Nicole Clouston is a researcher in the process of completing a Ph.D. in Visual Art. Art and science meet in Nicole’s work. Last Wednesday, she led a field trip and workshop - Mud and Microbes - as part of the Common Waters project, in which we collected samples of mud from the banks of the Grand River in downtown Galt.
Our group took a short walk in the heat to scrape up some mud from areas near the Parkhill bridge. When we returned to the BRIDGE storefront, we gave our samples of mud a boost of nutrients by mixing them with an egg (providing calcium and sulphur) and bits of cardboard (providing cellulose).

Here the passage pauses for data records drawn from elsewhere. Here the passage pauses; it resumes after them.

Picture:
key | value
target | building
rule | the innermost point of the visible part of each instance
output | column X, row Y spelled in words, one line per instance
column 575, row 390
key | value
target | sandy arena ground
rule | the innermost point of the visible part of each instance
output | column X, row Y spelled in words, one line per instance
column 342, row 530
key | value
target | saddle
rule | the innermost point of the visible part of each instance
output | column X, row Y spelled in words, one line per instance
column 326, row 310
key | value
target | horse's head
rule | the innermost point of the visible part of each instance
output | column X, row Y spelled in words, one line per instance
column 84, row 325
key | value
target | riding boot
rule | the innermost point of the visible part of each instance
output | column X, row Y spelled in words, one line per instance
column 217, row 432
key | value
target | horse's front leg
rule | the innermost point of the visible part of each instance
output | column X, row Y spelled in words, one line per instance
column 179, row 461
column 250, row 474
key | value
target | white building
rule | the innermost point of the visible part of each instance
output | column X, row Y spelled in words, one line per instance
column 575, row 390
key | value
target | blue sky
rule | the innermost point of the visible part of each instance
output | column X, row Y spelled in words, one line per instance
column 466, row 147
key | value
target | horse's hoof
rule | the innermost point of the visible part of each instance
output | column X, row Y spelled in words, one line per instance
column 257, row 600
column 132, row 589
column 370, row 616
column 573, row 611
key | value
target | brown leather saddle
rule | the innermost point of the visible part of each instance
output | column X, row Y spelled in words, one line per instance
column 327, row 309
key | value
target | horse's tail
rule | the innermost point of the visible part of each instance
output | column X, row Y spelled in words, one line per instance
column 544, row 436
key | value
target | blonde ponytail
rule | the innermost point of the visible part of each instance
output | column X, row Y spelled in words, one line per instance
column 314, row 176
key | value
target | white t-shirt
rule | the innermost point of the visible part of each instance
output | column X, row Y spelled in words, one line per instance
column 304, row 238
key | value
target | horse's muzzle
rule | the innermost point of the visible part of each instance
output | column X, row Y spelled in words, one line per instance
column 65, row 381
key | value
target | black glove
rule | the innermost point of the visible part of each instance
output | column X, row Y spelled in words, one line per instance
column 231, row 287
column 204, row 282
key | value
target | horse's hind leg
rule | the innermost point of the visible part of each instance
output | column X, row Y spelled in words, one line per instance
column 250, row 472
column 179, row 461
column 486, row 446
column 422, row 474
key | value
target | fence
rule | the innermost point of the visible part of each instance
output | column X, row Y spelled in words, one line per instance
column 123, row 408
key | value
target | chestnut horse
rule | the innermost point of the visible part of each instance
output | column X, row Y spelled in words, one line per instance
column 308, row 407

Our mud mixture was good and gooey at that point. Half the fun was stuffing it into clear test tubes (I’ve heard that handling soil is quite beneficial for mental health, so a little more gardening and/or mudpie-making would do us all some good).
Now, we give our mud a dose of natural light and simply watch as the microorganisms begin to visibly bloom over time. Nicole’s larger installations from her work around Lake Ontario show a vast and diverse visual representation of the tiny life flourishing in and around the waters we share (visit www.nicoleclouston.com for more info).
This experiment, a small taste of a whole realm of work called bioart, reminds us that life is a constant swirl of generation, decay and regeneration; that our existence is intensely and intimately connected to that of all other life, even (and especially) the kind we overlook because it’s so small and often misunderstood.
Thanks to Nicole for a fun and thought-provoking afternoon!